If both families have been quarantining and limiting their exposure to others, experts believe this is a relatively safe activity. "If one family is very active or parents have higher-exposure jobs, then the risk increases," warned Miller. Meanwhile, Landon believes this could be a good idea, especially if the house is "in the woods where you're not going to have a lot of contact with other people." However, it is important to talk to the other family beforehand to establish the precautions everyone will take in the two weeks before arrival and while you're there.
Staying at a hotel is relatively low risk as long as you limit your time in common areas such as the lobby, gym, restaurant, and elevator. Bear in mind to wipe down the TV remote control and other common surfaces with disinfecting wipes. Also, make sure to ask about the hotel's cleaning policies and order room service rather than eating at the restaurant. "Beware of the elevators! Use the knuckle of your little or ring finger to press the buttons," said Miller.
Since a haircut involves "close contact and breathing that is extended for several minutes," Karan notes that the risk is quite high and that cloth masks wouldn't do much to keep one safe in this scenario. Janowski agrees and deemed it one of the highest-risk scenarios on this list, as it would be impossible to maintain 6 feet distance from someone cutting your hair. "All it takes is [having] one asymptomatic but infected worker, and suddenly many customers are at high risk of infection," he warned.
This depends on what kind of mall it is, how long you spend at the mall, and how crowded it is. "Crowds with high density lead to a substantial increase in risk," said Miller. "The major mitigating factor is that people don't mingle in a single place for long." Recommending that you go only if you have to, Landon said: "As much as you may like retail therapy, you should browse online before you go. Know what you're going to pick up or try on. Wear your mask. Go in, look at it. Make your decision and get out."
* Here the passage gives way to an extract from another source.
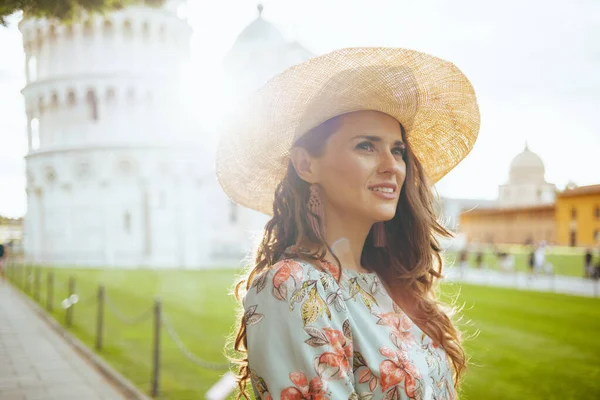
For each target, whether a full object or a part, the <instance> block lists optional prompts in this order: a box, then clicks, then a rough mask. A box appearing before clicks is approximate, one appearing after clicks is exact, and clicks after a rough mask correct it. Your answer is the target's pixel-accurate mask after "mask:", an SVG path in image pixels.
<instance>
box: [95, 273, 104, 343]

Exercising outdoors is a good way to burn off steam as long as you aren't playing group sports. "I would personally avoid contact sports until we have a better sense of transmission risk here," said Karan. As for running, Powers said: "If you're not on a crowded path where people are brushing past each other, then I think that's a great form of exercise right now." Meanwhile, tennis is a good team sport you could consider since it carries a much lower risk. "You're far apart on either side. That's definite social distancing," said Landon.